The most expensive operations involving hard disks are seeks. In order to improve overall performance, related data should be stored in a fashion to minimize the number of seeks. This is known as locality of reference, and the basic concept appears in a number of different contexts. Hard disks are organized into a series of blocks of a fixed size, typically enough to store several rows of the table. By organizing the table's data so rows fit within these blocks, and grouping related rows onto sequential blocks, the number of blocks that need to be read or sought is minimized in many cases, along with the number of seeks.
A survey by Pinnecke et al. covers techniques for column-/row hybridization as of 2017.
Row-oriented systems
A common method of storing a table is to serialize each row of data, like this:
001:10,Smith,Joe,40000; 002:12,Jones,Mary,50000; 003:11,Johnson,Cathy,44000; 004:22,Jones,Bob,55000;
As data is inserted into the table, it is assigned an internal ID, the rowid
that is used internally in the system to refer to data. In this case the records have sequential rowids independent of the user-assigned empid. In this example, the DBMS uses short integers to store rowids. In practice, larger numbers, 64-bit or 128-bit, are normally used.

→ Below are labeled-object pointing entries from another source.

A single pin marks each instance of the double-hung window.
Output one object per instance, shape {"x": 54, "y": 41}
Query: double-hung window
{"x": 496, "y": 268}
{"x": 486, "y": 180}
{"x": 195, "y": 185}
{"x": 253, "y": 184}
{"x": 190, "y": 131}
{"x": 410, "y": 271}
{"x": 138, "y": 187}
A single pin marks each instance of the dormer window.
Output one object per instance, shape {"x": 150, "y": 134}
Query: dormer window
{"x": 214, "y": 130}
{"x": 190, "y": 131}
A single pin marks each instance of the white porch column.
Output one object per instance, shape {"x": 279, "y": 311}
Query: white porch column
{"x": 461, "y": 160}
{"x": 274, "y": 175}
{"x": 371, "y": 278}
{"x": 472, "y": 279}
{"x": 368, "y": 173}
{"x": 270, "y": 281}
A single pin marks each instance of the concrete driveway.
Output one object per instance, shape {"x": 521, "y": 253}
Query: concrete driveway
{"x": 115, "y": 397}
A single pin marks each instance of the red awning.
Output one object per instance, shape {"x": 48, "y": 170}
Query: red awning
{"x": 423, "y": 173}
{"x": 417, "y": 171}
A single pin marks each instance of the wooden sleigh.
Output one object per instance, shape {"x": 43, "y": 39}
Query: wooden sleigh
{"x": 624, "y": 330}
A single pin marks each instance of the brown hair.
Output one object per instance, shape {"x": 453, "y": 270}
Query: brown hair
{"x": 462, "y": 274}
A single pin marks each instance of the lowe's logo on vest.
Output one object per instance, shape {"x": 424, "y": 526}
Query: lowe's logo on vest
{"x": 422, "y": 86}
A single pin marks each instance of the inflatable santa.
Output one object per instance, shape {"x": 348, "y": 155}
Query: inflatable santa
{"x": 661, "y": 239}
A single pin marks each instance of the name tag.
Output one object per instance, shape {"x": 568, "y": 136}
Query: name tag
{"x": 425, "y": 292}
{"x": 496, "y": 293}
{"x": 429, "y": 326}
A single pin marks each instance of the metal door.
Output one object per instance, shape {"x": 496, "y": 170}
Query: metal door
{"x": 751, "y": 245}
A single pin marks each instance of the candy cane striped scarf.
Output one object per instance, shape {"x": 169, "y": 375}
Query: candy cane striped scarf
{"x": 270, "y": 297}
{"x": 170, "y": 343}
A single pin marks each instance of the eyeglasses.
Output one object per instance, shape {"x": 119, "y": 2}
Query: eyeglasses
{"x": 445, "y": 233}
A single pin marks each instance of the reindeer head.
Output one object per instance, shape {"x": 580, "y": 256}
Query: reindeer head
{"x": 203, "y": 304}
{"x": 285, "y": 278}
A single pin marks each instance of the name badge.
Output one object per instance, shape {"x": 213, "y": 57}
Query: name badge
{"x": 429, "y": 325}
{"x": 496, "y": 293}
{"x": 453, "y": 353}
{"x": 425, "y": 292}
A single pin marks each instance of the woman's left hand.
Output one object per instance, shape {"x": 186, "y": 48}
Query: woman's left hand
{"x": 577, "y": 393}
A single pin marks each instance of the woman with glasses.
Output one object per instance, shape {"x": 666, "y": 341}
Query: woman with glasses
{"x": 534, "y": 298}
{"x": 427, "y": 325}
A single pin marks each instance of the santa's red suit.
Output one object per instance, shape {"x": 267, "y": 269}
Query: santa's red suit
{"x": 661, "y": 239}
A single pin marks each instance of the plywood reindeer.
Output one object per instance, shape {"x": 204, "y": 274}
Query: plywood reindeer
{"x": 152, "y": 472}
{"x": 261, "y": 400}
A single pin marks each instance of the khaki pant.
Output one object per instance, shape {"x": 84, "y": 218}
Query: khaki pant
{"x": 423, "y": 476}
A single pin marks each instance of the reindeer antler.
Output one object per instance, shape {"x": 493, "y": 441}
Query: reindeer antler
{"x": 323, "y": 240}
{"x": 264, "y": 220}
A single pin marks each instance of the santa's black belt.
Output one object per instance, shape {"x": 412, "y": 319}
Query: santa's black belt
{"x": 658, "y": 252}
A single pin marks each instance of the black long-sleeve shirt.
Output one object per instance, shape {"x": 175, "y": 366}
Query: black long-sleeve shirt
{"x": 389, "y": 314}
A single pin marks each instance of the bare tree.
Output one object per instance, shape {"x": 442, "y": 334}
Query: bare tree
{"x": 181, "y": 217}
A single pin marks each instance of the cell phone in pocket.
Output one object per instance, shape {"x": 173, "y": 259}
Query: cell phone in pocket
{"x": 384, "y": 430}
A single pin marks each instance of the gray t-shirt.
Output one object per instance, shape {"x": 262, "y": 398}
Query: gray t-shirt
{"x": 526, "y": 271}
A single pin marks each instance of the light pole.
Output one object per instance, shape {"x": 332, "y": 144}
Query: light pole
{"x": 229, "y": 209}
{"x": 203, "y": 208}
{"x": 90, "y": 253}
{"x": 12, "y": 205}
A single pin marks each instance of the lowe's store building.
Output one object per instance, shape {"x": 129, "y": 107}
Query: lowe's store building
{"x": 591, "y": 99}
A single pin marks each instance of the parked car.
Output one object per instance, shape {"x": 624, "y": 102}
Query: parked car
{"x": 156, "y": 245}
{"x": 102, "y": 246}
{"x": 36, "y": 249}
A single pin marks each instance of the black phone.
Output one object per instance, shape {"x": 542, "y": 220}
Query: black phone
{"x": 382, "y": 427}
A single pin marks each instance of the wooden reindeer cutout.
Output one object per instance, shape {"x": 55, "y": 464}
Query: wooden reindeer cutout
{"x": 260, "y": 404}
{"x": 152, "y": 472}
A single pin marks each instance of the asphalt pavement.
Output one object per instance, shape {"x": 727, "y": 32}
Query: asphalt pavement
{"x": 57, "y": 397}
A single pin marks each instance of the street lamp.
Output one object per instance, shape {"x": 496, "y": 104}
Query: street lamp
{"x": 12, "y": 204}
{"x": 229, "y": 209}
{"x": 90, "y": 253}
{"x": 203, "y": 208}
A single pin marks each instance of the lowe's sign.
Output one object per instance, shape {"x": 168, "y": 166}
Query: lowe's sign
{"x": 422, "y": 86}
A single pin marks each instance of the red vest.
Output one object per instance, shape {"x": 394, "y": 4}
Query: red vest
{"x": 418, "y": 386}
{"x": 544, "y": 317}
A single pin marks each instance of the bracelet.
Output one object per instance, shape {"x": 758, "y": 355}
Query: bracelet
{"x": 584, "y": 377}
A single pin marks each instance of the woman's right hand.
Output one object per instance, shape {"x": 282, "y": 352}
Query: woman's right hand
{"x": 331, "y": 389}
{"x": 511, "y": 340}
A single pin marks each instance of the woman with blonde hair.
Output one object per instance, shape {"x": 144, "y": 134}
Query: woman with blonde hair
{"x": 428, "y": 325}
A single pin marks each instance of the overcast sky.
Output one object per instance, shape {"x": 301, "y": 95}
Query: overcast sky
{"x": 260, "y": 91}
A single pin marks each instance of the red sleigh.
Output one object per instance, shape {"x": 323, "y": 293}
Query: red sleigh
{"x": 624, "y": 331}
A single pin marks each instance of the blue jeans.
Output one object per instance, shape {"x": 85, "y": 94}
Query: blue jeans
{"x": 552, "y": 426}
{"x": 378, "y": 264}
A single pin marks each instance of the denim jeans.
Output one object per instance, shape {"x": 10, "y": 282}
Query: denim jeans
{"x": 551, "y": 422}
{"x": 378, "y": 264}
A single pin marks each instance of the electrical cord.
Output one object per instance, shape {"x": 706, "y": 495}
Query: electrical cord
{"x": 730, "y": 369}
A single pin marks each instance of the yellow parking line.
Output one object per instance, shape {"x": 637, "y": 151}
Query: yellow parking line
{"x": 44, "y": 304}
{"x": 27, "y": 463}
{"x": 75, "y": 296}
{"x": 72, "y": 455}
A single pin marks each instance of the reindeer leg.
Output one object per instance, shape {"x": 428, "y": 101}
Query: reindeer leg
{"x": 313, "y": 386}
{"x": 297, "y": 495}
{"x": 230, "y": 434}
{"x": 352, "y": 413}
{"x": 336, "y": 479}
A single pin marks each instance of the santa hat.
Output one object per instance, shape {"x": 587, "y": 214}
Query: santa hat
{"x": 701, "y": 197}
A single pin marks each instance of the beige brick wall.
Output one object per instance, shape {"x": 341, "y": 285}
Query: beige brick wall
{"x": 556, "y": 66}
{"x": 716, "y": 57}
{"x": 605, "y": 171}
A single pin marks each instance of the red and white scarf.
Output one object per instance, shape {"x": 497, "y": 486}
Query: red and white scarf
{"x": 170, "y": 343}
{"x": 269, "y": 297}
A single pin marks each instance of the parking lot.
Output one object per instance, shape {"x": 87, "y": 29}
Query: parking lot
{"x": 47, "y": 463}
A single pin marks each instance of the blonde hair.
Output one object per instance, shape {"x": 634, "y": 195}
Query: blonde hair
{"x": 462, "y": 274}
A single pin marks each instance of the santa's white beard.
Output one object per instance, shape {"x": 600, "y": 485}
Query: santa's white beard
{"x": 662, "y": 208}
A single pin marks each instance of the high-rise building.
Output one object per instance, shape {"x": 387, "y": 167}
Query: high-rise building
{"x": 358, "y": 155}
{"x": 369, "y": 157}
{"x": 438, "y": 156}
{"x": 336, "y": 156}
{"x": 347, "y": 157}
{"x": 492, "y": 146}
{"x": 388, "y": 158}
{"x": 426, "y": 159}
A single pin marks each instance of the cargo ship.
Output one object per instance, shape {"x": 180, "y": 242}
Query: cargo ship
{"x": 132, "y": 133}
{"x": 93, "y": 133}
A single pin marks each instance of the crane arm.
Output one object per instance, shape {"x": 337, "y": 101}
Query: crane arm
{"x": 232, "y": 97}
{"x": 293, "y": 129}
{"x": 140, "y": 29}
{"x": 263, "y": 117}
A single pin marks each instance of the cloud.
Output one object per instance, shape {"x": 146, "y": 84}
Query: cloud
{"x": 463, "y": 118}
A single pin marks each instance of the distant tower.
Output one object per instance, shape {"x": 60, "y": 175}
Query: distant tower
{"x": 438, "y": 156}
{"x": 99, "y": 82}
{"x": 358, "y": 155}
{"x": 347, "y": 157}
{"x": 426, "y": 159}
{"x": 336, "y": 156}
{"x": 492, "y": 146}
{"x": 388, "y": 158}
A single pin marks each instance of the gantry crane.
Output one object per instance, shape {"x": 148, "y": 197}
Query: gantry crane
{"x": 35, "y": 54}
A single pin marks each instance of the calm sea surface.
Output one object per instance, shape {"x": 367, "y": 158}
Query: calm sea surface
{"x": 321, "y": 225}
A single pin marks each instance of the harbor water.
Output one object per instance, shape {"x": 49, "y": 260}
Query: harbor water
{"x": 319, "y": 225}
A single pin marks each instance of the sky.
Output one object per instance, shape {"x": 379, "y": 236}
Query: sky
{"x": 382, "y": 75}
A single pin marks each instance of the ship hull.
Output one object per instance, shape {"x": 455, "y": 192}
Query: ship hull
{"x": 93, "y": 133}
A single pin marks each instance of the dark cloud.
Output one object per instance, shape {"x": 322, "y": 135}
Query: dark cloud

Row-based systems are designed to efficiently return data for an entire row, or record, in as few operations as possible. This matches the common use-case where the system is attempting to retrieve information about a particular object, say the contact information for a user in a rolodex system, or product information for an online shopping system. By storing the record's data in a single block on the disk, along with related records, the system can quickly retrieve records with a minimum of disk operations.
Row-based systems are not efficient at performing set-wide operations on the whole table, as opposed to a small number of specific records. For instance, in order to find all records in the example table with salaries between 40,000 and 50,000, the DBMS would have to fully scan through the entire table looking for matching records. While the example table shown above will likely fit in a single disk block, a table with even a few hundred rows would not, and multiple disk operations would be needed to retrieve the data and examine it.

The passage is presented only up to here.